Она покорно стала собирать тарелки. А в них было полным-полно муравьев, но Лорне было не до них. От слез мутилось в глазах, но она пыталась держать себя в руках.
— Боюсь, что наш пикник совсем расстроился. И эти муравьи… — Она мучительно подыскивала нужное слово. — Все кон… — Она тяжело поднялась, пытаясь скрыть слезы, но они катились ручьем, а в горле стоял комок. Она машинально поставила тарелки на землю, медленно снова опустилась на колени и горько зарыдала, упершись руками в траву.
Йенс тут же опустился на колени, повернув ее к себе.
— Ну, Лорна, что с тобой? Не плачь, милая, не надо плакать… У меня сердце разрывается. Она прильнула к нему.
— О Господи Боже мой, Йенс, я люблю тебя.
Он закрыл глаза и промолчал. Прижавшись к его груди, Лорна рыдала, не в силах сдерживаться.
— Я так люблю тебя… больше всего на свете… только бы видеть тебя… быть с тобой… О, Йенс, что со мной?
Он не отвечал. Все, что произошло за эти дни, вело к этому моменту, поэтому слова уже не имели значения. Теперь они открылись друг другу и их связывало что-то очень большое.
— Я не перестаю думать о том, что этой весной я даже не подозревала о твоем существовании, а теперь ты значишь для меня больше всего в жизни.
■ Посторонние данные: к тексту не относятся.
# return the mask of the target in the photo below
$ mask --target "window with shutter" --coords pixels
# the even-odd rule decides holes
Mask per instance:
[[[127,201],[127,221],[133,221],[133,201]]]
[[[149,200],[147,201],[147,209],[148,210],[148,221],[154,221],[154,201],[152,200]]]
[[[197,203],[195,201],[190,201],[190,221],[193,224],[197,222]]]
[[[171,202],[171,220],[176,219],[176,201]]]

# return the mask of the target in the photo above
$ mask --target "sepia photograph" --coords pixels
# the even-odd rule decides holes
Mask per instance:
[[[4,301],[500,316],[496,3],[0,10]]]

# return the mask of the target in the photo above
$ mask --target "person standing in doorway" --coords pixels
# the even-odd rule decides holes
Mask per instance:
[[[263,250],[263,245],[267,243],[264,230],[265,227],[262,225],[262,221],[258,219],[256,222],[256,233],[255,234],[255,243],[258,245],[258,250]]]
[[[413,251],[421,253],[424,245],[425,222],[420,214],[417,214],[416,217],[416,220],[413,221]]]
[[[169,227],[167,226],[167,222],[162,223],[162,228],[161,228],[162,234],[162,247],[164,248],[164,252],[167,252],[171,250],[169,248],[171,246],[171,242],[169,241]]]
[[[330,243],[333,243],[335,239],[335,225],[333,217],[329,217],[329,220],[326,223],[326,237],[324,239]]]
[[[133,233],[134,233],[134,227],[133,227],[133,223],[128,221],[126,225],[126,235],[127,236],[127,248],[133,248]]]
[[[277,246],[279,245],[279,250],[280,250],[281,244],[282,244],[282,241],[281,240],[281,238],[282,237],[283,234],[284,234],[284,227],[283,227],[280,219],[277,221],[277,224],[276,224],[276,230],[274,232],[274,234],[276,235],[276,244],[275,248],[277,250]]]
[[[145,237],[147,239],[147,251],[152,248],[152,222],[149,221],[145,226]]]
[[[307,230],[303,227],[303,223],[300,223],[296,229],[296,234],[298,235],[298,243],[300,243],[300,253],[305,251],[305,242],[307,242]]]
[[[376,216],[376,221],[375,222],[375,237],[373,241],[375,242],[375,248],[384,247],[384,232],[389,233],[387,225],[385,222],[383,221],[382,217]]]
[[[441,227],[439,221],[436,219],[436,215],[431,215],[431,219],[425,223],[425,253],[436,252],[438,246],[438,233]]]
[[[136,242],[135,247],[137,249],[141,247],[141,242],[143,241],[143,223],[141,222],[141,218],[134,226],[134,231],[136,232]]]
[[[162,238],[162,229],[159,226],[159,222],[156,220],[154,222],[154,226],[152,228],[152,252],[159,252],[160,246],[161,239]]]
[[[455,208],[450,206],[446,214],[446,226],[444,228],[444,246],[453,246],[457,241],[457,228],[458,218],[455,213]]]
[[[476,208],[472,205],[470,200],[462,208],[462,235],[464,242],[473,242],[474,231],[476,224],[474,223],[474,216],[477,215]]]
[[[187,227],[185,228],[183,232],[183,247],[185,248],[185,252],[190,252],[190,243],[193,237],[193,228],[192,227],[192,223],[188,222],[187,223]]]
— Если мы прекратим все прямо сейчас…
— Нет! Не говори так! Как мы можем прекратить все отношения, когда все уже случилось? Когда я только и поняла, что такое жизнь, когда встретила тебя? Когда каждый день для меня начинается и кончается с мыслями о тебе? Когда я лежу ночью и думаю, что этажом выше лежишь ты, и мне хочется встать и пойти отыскать эту комнату.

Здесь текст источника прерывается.